Nationwide, 58% approve of the administration's infrastructure proposal. This includes 90% of Democrats and a 57%-majority of independents, but only 19% of Republicans. People of color approve of the plan in large numbers, while White Americans are split fairly evenly, divided by partisanship and ideology.
Americans broadly approve of Congress passing bills to fund a variety of types of infrastructure spending. At least 3 in 4 approve of spending additional federal money on five areas of investment, when asked generally without Biden's name or either party attached. Most popular is building or repairing American roads and bridges (87%). Close behind that are replacing or repairing water pipes (85%) and providing more home care for the elderly (83%), followed by installing broadband internet in rural areas (78%) and building public schools (73%). Each of these items finds majority approval among Democrats, independents and Republicans alike.
While less popular overall, building more rail lines and setting up electric car charging stations are also met with majority support — by closer to six in 10 Americans. These items, especially support for charging stations, tend to divide people along familiar partisan lines.
To pay for infrastructure, most Americans would favor raising taxes on both large corporations and people making over $400,000 annually — seven in 10 each. Both of these measures find support among approximately half of Republicans, as well as large majorities of Democrats and independents. By contrast, only four in 10 Americans would support raising taxes specifically on people who use roads and bridges more.
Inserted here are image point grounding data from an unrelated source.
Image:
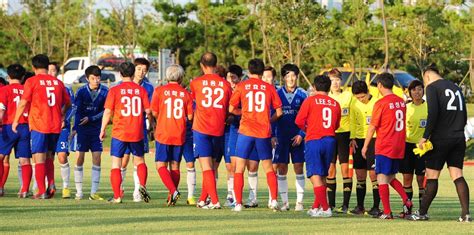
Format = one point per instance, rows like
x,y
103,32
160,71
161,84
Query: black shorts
x,y
359,161
449,151
342,151
411,162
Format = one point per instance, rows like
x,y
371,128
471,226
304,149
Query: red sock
x,y
272,184
166,178
238,187
175,175
400,190
385,198
142,172
116,181
321,196
210,179
26,173
40,175
316,203
6,170
49,164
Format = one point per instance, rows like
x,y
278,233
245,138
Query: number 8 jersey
x,y
128,102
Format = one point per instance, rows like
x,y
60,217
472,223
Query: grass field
x,y
59,216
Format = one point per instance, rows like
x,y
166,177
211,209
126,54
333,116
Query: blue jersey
x,y
291,103
86,106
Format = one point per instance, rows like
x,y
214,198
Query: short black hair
x,y
16,71
322,83
209,59
235,69
256,66
289,68
127,69
93,70
40,61
142,61
386,79
359,87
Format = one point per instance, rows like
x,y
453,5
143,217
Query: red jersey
x,y
173,103
46,95
212,94
388,118
319,116
256,98
128,102
10,96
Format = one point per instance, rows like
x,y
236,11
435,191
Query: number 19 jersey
x,y
128,102
212,94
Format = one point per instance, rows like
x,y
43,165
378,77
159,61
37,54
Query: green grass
x,y
70,216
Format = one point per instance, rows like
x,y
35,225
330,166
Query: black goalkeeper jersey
x,y
447,114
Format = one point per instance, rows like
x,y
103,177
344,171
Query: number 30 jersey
x,y
256,97
212,94
46,95
128,102
319,116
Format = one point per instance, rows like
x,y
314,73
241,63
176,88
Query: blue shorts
x,y
118,148
386,166
168,153
62,145
318,155
19,141
246,145
85,142
207,145
43,143
284,149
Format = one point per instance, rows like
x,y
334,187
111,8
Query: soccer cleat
x,y
174,198
417,216
299,206
66,193
467,219
253,204
237,208
191,201
144,194
358,211
95,197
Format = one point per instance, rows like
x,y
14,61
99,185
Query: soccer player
x,y
388,120
290,137
172,106
447,117
49,101
127,103
10,96
416,116
344,98
319,116
142,66
360,116
255,97
89,105
211,94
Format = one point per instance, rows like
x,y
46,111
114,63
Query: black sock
x,y
430,193
361,189
409,192
463,194
331,184
347,191
375,192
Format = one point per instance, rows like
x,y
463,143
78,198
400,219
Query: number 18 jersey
x,y
128,102
212,94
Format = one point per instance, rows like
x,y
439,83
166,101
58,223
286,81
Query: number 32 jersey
x,y
128,102
212,94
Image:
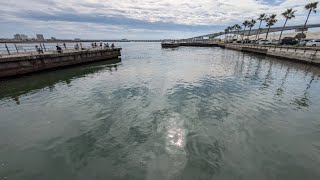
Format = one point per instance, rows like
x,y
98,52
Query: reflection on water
x,y
188,113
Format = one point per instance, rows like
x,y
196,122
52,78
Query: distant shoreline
x,y
66,40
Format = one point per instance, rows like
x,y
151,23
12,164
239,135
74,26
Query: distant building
x,y
23,37
40,37
17,37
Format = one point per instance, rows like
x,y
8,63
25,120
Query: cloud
x,y
136,18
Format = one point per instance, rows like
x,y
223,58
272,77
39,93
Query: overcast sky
x,y
136,19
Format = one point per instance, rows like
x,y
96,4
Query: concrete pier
x,y
19,65
303,55
309,55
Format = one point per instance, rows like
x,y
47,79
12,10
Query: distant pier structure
x,y
30,62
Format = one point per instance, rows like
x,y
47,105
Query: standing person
x,y
76,47
59,49
39,50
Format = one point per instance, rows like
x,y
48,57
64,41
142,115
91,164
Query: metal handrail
x,y
24,49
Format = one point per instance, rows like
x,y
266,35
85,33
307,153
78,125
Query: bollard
x,y
7,49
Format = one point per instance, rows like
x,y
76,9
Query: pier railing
x,y
297,49
10,49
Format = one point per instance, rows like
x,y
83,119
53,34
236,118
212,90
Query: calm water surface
x,y
185,113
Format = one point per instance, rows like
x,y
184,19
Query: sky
x,y
137,19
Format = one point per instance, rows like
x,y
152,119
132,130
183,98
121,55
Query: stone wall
x,y
309,57
18,65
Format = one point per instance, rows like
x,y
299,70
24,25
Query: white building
x,y
17,37
40,37
23,37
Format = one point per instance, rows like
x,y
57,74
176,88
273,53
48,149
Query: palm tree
x,y
261,18
246,23
311,7
288,14
271,20
226,31
251,24
238,28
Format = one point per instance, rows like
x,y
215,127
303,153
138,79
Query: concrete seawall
x,y
310,57
19,65
300,54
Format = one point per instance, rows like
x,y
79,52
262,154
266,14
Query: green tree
x,y
312,7
251,24
300,36
238,28
288,14
245,24
271,20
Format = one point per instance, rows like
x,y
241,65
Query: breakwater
x,y
300,54
23,64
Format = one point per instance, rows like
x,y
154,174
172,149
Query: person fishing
x,y
59,49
Back to Biden's infrastructure plan — its 58% approval level is the same as. These two views are highly correlated: those who disapprove of Biden also tend to oppose his infrastructure proposal, even after controlling for respondents' partisanship.
Support for the plan is probably also related to more general views about government spending to stimulate the economy. Those who say the recent economic relief package was helpful to the economy are more likely than others to approve of the infrastructure plan (again controlling for party).
This CBS News survey was conducted by YouGov using a nationally representative sample of 2,527 U.S. residents interviewed between April 21-24, 2021. This sample was weighted according to gender, age, race and education based on the American Community Survey, conducted by the U.S. Bureau of the Census, as well as the 2020 presidential vote and registration status. The margin of error is ±2.3 points.